Elasticsearch 8.9 refresh刷Es缓冲区的数据到Lucene,更新segemnt,使数据可见

  • 一、相关API的handler
    • 1、接受HTTP请求的hander(RestRefreshAction)
    • 2、往数据节点发送刷新请求的action(TransportRefreshAction)
    • 3、数据节点接收主节点refresh传输的action(TransportShardRefreshAction)
  • 二、在IndexShard执行refresh操作
    • 1、根据入参决定是使用lucene提供的阻塞还是非阻塞API刷新数据
      • (1)、maybeRefresh和maybeRefreshBlocking的简单介绍
  • 三、lucene源码中执行逻辑
    • 1、判断是否需要刷新

下面的图来自ElasticSearch——刷盘原理流程,这篇文章主要讲的是refresh命令把ES写入索引缓冲区的数据刷进Lucene,使数据可供查询,搜索,否则,在索引缓冲区是不可见的,不涉及到在translog.logLucene的数据结构。
通过这个流程知道ES如何把索引缓冲区的数据刷进Lucene的,主要是下面左中部分refresh部分

在这里插入图片描述

其他部分源码梳理
1、主节点同时写入ES缓冲区和translog这一部分,请看Elasticsearch 8.9 Bulk批量给索引增加数据源码
2、下半边fsync的源码逻辑,请看Elasticsearch 8.9 flush刷新缓存中的数据到磁盘源码

一、相关API的handler

ActionModule.java

 registerHandler.accept(new RestRefreshAction());
 actions.register(RefreshAction.INSTANCE, TransportRefreshAction.class);
 actions.register(TransportShardRefreshAction.TYPE, TransportShardRefreshAction.class);

1、接受HTTP请求的hander(RestRefreshAction)

public class RestRefreshAction extends BaseRestHandler {

    @Override
    public List<Route> routes() {
        return List.of(
            new Route(GET, "/_refresh"),
            new Route(POST, "/_refresh"),
            new Route(GET, "/{index}/_refresh"),
            new Route(POST, "/{index}/_refresh")
        );
    }

    @Override
    public String getName() {
        return "refresh_action";
    }

    @Override
    public RestChannelConsumer prepareRequest(final RestRequest request, final NodeClient client) throws IOException {
        RefreshRequest refreshRequest = new RefreshRequest(Strings.splitStringByCommaToArray(request.param("index")));
        refreshRequest.indicesOptions(IndicesOptions.fromRequest(request, refreshRequest.indicesOptions()));
        return channel -> client.admin().indices().refresh(refreshRequest, new RestToXContentListener<RefreshResponse>(channel) {
            @Override
            protected RestStatus getStatus(RefreshResponse response) {
                return response.getStatus();
            }
        });
    }
}

client.admin().indices().refresh()会执行到下面的父类TransportBroadcastReplicationActiondoExecute方法

2、往数据节点发送刷新请求的action(TransportRefreshAction)

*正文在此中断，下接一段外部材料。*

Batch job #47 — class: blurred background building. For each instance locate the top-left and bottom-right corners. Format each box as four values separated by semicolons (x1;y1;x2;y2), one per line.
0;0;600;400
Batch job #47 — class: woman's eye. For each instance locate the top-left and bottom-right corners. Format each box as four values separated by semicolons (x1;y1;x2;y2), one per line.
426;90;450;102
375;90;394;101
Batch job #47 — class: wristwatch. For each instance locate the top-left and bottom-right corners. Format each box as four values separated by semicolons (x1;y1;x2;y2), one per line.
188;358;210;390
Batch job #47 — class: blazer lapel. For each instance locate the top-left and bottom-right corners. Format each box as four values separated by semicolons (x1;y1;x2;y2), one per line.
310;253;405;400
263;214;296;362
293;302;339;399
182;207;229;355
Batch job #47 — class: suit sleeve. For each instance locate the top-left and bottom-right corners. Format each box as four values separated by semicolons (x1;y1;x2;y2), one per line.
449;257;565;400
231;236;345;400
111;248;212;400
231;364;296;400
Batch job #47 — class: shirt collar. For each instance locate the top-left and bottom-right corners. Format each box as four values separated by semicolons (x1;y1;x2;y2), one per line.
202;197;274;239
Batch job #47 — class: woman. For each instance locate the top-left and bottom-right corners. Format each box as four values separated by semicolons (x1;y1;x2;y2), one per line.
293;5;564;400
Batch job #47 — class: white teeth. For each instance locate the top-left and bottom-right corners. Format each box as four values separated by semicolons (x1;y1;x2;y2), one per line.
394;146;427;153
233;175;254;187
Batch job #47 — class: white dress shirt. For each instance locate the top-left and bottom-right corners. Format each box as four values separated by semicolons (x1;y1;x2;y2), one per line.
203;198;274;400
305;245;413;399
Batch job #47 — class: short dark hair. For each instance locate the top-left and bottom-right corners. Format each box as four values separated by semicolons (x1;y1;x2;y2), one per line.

public class TransportRefreshAction extends TransportBroadcastReplicationAction<
    RefreshRequest,
    RefreshResponse,
    BasicReplicationRequest,
    ReplicationResponse> {

    @Inject
    public TransportRefreshAction(
        ClusterService clusterService,
        TransportService transportService,
        ActionFilters actionFilters,
        IndexNameExpressionResolver indexNameExpressionResolver,
        NodeClient client
    ) {
        super(
            RefreshAction.NAME,
            RefreshRequest::new,
            clusterService,
            transportService,
            client,
            actionFilters,
            indexNameExpressionResolver,
            TransportShardRefreshAction.TYPE,
            ThreadPool.Names.REFRESH
        );
    }

   //省略代码
}
public abstract class TransportBroadcastReplicationAction<
    Request extends BroadcastRequest<Request>,
    Response extends BaseBroadcastResponse,
    ShardRequest extends ReplicationRequest<ShardRequest>,
    ShardResponse extends ReplicationResponse> extends HandledTransportAction<Request, Response> {
 @Override
    protected void doExecute(Task task, Request request, ActionListener<Response> listener) {
        clusterService.threadPool().executor(executor).execute(ActionRunnable.wrap(listener, createAsyncAction(task, request)));
    }

    private CheckedConsumer<ActionListener<Response>, Exception> createAsyncAction(Task task, Request request) {
        return new CheckedConsumer<ActionListener<Response>, Exception>() {

            private int totalShardCopyCount;
            private int successShardCopyCount;
            private final List<DefaultShardOperationFailedException> allFailures = new ArrayList<>();

            @Override
            public void accept(ActionListener<Response> listener) {
                assert totalShardCopyCount == 0 && successShardCopyCount == 0 && allFailures.isEmpty() : "shouldn't call this twice";

                final ClusterState clusterState = clusterService.state();
                final List<ShardId> shards = shards(request, clusterState);
                final Map<String, IndexMetadata> indexMetadataByName = clusterState.getMetadata().indices();

                try (var refs = new RefCountingRunnable(() -> finish(listener))) {
                //遍历所有的分片
                    for (final ShardId shardId : shards) {
                        // NB This sends O(#shards) requests in a tight loop; TODO add some throttling here?
                        shardExecute(
                            task,
                            request,
                            shardId,
                            ActionListener.releaseAfter(new ReplicationResponseActionListener(shardId, indexMetadataByName), refs.acquire())
                        );
                    }
                }
            }
        };
    }

    protected void shardExecute(Task task, Request request, ShardId shardId, ActionListener<ShardResponse> shardActionListener) {
        assert Transports.assertNotTransportThread("may hit all the shards");
        ShardRequest shardRequest = newShardRequest(request, shardId);
        shardRequest.setParentTask(clusterService.localNode().getId(), task.getId());
        client.executeLocally(replicatedBroadcastShardAction, shardRequest, shardActionListener);
    }

}    

3、数据节点接收主节点refresh传输的action(TransportShardRefreshAction)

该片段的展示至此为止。